What can be learned from “The Ladies’ Paradise”?

Photo by Adam Baker

“The Ladies’ Paradise”

I just finished reading the great novel “The Ladies’ Paradise” by Émile Zola (thanks, Noaa, for the recommendation). The novel tells about 1864-1869 French Paris, and reveals the story of the transformation Paris was going through during those days, making it the fashion capital of the world. The story revolves around one mega department store that changes the way goods are sold and slowly destroys the old traditional boutiques around it. It uses a vivid description of characters in the department store, the manager, the saleswoman and the clients together with love stories and social stories to describe the area and the great changes it brought.


It is so exhilarating to read a story written in 1883 (the edition I read was translated to English in 1886, which made a little bit hard to read) that describes human behavior in such a modern way. The main thing you recognize in the story is people’s resistance to change. The small boutique owners try reluctantly to fight the new mega stores, calling it names and describing it as a thieves’ place, instead of understanding that times are changing and that they need to follow. I think that there are many places in the world where the process described in the novel is happening right now. It is actually happening in Paris these days (Warning! Link in Hebrew).

Those who don’t get it

Globalization, progress and technology are reaching more and more places and keep changing even the farthest reaches of the world. The economy of the world is continuously changing to Knowledge Economy and today, some might even say to Conceptual Economy. However, the phenomenon the book describes is even more far-reaching. As mentioned above, the storyline focuses on the creation of mega stores using huge sales in order to make a small percentage of profit from a huge turnover thus lowering the prices and presenting goods that could never have been presented before. But the mega-stores are only an example for what always happens. There will always be new fashions, markets and ideas changing the world, there will always be a struggle between those who get it and those who don’t get it and try to resist. Why, this blog is a part of it. Some people just don’t understand the social media phenomena. But it is changing the world and those of us who would not join the ride would not survive.
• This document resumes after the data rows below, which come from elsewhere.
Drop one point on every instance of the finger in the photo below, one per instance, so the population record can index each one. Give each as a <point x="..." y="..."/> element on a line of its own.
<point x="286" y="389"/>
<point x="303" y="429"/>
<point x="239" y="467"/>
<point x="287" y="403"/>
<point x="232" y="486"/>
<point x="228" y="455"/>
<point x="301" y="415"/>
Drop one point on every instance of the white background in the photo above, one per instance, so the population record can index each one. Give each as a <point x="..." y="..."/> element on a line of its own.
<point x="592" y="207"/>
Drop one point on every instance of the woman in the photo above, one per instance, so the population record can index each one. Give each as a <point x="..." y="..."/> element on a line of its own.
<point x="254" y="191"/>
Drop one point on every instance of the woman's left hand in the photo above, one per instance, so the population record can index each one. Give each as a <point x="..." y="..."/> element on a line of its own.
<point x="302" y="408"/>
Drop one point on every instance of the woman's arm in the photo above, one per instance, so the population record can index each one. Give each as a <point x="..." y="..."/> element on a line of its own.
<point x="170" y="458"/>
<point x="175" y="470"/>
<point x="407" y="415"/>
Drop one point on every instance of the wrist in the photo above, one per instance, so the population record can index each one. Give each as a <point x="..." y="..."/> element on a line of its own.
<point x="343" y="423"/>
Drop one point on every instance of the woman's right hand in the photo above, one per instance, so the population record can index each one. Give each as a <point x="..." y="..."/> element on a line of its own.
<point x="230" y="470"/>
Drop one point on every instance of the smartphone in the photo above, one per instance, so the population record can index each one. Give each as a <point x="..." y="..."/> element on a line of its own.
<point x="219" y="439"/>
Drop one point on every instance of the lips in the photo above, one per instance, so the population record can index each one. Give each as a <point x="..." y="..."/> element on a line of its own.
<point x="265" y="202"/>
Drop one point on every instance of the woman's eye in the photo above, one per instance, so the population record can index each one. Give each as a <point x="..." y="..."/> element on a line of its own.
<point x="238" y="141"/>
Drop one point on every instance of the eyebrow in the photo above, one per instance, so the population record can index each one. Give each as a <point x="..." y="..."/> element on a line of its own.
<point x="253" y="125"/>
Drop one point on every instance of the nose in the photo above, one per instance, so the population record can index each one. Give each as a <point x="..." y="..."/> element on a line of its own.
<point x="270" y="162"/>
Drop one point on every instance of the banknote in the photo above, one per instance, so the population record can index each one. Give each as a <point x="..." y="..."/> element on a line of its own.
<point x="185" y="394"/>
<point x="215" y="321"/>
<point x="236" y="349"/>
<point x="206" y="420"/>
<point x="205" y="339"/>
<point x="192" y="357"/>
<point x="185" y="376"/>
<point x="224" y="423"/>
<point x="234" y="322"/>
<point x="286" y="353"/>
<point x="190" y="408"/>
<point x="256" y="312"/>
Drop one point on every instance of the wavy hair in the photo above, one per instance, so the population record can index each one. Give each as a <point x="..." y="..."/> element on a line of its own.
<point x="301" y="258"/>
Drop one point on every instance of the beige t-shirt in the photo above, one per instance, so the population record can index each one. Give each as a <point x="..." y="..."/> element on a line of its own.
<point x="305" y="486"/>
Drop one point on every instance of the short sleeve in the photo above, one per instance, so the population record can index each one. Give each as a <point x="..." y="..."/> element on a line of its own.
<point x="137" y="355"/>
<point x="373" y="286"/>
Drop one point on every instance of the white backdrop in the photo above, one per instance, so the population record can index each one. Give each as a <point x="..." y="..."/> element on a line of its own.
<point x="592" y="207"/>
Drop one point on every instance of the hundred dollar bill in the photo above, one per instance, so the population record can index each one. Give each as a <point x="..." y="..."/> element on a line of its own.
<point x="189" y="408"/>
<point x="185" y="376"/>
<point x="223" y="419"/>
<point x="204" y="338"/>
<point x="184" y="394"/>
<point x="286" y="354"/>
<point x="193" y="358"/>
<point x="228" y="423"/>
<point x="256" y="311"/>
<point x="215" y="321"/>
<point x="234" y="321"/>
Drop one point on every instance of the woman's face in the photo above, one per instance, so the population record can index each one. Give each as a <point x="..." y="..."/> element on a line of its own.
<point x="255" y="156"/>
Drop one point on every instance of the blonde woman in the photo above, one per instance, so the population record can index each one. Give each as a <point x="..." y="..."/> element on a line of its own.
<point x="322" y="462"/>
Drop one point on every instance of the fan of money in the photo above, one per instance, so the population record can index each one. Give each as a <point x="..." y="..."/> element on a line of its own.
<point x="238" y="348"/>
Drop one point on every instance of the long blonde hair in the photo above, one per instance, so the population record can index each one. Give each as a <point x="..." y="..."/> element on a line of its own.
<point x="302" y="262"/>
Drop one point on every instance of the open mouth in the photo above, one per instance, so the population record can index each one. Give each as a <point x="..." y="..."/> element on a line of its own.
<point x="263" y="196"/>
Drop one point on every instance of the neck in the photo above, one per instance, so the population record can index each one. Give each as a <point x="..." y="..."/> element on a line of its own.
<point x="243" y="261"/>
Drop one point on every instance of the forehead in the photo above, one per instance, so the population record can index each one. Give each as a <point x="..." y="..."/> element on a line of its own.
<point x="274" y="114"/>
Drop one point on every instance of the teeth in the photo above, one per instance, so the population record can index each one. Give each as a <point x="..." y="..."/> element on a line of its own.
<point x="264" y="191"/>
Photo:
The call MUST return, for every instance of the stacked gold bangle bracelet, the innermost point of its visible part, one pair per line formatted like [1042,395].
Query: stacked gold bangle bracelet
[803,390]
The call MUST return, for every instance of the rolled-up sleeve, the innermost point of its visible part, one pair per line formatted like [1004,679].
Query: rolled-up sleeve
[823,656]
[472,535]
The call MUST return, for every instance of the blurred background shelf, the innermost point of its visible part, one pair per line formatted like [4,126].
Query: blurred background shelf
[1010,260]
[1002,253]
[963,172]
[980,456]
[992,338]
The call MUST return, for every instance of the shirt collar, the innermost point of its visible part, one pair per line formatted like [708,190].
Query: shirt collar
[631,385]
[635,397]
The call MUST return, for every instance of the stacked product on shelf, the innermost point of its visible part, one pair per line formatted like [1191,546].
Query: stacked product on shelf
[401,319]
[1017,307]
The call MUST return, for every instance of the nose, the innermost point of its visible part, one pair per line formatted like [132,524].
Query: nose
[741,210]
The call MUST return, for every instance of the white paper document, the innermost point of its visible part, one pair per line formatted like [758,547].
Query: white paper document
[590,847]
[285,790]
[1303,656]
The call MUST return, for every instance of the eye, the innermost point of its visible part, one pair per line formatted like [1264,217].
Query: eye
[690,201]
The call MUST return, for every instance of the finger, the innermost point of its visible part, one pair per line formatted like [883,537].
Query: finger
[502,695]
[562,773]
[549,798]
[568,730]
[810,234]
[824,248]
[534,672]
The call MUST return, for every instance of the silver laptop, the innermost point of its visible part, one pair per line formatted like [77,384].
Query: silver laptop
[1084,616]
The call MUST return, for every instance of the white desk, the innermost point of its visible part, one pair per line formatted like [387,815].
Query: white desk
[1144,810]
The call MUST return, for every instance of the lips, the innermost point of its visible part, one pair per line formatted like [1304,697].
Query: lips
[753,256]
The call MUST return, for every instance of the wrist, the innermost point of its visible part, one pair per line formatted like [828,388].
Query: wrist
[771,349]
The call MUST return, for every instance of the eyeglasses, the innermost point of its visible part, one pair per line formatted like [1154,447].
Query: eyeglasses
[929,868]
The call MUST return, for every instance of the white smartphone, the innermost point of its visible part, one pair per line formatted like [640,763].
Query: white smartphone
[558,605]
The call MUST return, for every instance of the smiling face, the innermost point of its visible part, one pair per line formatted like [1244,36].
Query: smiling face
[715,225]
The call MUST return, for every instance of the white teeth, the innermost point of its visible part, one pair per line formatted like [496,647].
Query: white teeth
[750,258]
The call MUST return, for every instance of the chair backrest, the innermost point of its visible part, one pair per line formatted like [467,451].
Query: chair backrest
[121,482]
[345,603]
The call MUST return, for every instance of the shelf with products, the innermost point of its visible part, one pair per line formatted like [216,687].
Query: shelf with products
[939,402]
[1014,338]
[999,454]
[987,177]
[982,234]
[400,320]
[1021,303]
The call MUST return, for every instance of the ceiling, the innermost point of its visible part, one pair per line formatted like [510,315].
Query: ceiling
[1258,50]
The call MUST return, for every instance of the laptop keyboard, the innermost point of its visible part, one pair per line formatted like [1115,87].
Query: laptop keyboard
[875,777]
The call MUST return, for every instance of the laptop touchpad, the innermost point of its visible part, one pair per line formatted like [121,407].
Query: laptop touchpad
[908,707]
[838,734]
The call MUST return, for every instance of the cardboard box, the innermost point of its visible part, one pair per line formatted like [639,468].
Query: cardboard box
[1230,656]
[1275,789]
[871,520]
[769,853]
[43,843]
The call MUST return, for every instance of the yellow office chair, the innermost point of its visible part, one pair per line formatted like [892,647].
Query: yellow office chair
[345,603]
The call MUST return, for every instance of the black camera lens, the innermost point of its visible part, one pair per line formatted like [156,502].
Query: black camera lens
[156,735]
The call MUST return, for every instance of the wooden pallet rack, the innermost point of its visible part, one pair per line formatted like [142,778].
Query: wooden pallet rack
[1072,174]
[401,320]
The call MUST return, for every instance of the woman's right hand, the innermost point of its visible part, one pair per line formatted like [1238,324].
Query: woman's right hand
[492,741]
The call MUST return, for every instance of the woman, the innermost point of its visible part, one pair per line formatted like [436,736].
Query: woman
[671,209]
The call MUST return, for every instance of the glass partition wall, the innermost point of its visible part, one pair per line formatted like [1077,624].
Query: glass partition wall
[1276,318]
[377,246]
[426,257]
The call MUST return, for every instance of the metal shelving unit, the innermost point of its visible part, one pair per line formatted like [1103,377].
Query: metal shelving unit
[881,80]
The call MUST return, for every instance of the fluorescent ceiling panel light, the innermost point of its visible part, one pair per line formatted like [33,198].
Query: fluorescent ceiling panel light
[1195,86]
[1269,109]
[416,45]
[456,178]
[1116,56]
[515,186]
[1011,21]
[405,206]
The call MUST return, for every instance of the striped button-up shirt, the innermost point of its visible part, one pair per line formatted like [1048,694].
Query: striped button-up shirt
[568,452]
A celebration of Capitalism

But I think that today, the importance of the book is even greater. It celebrates capitalism. When you read the book, you actually understand why capitalism will always win. When your fuel is human inventions and innovation there is nothing that can stop the machine. As you read the book, you slowly begin to understand that competition is the best way to create growth and to bring prosperity to the general public. You understand that free will and the lifting of all limitations on human creativity are the only ways to for us to advance as a society. Not that the novel portrays a perfect picture of capitalism. Quite the opposite. The kind of capitalism that you see in the book, and I guess was the ruling paradigm in France of that time, was without doubt cruel. Layoffs without notice. Horrible working conditions. No security whatsoever in the workplace. These are not things that I think we should go back to. It just makes you understand how human understanding of capitalism and its boundaries have evolved over time. Today’s credit crunch will probably be another step in the evolution.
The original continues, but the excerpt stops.